Цыплакова сунула мужу посудное полотенце и велела перетирать рюмки.
- Так они ж маленькие! – возмутился сильно похмельный Цыплаков. Рюмки действительно были новые и возмутительно маленькие.
- Не поняла прикол, -сказала Цыплакова.
- Они маленькие, а руки у меня бо-о-ольшие! – и выставил вперед обе руки, ладонями вверх, величиной с нормальные садовые лопатки.
- А ты мизинчиком, мизинчиком! И попробуй разбить хоть одну! Из зарплаты вычту!
Похмельный Цыплаков был всегда покладист и управляем. Наконец, легли.
- А Забелина-то! – вдруг подскочила Цыплакова и затормошила Цыплакова. – Совсем спятила!
- Что?
- Все продала!
- Что там было продавать…
- То и продала. Теперь снимает комнатенку где-то в пригороде.
- Откуда ты знаешь?
- Так звонила же ночью!
- Когда?
- Цыплаков, очнись! Ты сам трубку брал!
- А-а, - сказал Цыплаков. Но ничего не вспомнил.
- Думала, приглашу, -сказала Цыплакова. – Нет уж. Хватит с меня этого зверинца. Хватит с меня и Носиков.

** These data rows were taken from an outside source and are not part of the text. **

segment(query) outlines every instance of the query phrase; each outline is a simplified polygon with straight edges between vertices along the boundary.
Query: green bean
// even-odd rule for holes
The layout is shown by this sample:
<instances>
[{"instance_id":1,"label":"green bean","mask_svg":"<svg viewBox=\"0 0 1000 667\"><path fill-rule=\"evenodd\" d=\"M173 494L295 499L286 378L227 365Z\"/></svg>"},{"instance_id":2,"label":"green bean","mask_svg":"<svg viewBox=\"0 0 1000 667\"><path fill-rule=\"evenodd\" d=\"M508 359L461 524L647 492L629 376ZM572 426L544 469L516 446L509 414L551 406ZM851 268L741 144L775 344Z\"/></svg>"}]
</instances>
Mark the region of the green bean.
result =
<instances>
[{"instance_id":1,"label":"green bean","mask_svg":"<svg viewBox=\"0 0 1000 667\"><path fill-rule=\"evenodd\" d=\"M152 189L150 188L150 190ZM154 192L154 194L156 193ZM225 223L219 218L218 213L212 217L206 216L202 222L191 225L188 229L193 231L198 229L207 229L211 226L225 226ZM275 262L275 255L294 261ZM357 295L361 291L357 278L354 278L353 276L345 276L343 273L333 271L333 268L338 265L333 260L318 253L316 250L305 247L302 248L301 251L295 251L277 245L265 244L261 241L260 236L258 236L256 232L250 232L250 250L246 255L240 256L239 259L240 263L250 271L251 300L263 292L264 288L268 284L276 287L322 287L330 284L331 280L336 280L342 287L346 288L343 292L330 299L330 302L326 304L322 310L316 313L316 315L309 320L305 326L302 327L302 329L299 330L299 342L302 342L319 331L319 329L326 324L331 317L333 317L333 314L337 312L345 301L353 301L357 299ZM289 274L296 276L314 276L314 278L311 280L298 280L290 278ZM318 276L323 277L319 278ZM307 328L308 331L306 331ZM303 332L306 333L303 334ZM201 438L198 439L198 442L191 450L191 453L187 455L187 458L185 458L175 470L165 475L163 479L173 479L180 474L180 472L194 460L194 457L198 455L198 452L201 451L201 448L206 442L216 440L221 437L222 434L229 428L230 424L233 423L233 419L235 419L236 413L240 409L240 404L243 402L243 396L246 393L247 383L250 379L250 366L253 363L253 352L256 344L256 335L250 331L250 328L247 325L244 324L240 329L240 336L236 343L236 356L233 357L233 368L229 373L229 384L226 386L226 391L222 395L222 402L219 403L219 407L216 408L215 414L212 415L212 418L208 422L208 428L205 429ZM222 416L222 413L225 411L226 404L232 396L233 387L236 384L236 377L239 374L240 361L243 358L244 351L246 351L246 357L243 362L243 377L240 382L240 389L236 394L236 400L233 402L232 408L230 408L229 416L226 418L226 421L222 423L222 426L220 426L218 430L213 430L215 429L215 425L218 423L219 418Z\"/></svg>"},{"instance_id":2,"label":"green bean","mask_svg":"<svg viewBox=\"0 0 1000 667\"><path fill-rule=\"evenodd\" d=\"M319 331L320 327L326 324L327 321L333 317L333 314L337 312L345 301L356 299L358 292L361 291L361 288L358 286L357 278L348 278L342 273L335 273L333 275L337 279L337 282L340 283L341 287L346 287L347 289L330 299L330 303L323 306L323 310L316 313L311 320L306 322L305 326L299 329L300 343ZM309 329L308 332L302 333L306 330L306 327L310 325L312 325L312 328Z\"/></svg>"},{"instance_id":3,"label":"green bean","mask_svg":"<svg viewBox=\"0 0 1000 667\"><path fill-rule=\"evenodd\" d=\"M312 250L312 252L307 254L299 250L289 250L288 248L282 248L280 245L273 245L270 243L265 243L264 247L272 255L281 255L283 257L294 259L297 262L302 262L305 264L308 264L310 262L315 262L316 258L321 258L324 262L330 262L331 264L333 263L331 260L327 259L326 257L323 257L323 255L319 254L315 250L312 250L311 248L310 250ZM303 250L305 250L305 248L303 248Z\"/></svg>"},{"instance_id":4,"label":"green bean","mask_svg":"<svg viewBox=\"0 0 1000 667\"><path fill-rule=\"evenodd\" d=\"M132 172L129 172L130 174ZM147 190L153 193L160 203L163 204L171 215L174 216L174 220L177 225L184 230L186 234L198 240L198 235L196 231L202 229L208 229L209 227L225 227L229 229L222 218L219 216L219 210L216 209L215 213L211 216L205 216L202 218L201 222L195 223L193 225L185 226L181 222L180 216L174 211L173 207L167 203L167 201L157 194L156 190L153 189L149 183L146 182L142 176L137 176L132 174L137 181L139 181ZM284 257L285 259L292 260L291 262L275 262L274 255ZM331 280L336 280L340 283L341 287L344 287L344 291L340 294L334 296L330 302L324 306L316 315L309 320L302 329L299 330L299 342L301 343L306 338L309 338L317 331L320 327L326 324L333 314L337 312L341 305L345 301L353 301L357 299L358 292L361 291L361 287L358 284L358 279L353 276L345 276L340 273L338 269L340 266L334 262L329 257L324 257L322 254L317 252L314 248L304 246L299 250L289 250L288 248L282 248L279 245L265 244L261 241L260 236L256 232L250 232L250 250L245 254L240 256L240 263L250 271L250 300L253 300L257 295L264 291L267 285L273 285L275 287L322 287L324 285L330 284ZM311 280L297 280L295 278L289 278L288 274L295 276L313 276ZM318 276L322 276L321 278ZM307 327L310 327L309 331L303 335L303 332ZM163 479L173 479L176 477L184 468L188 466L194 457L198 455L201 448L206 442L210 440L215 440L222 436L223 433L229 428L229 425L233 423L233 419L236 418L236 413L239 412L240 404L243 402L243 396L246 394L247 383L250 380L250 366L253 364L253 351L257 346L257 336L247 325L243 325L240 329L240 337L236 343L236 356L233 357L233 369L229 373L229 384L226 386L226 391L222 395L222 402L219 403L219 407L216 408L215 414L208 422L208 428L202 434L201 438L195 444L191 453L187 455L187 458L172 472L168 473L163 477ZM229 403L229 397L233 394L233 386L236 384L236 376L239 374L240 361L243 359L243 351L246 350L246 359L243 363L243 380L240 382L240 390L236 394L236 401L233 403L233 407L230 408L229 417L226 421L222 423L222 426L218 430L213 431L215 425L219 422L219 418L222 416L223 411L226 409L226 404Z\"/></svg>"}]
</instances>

- Носиков хватит, - пробормотал Цыплаков и вырубился.
В то время, как супруги Цыплаковы заснули первый раз в Новом году на большой супружеской кровати под огромным, невесомым пуховым одеялом, в уютной своей спальне с тяжелыми темно-зелеными шторами и тюлевой светло-зеленой занавеской, с зеркальным во всю стену шкафом, за которым притаилась комнатка-гардероб, с лампочками на потолке, изображавшими звездное небо, и двумя хрустальными бра по бокам кровати… С картиной в золоченой раме над головой, изображавшей не то «ню», не то какой-то знойный африканский пейзаж… Именно в это время совсем в другом месте, на городской свалке, в зимнем своем убежище, собранном из картонных и фанерных ящиков, утепленных ветошью, проснулся одинокий Тибайдуллин.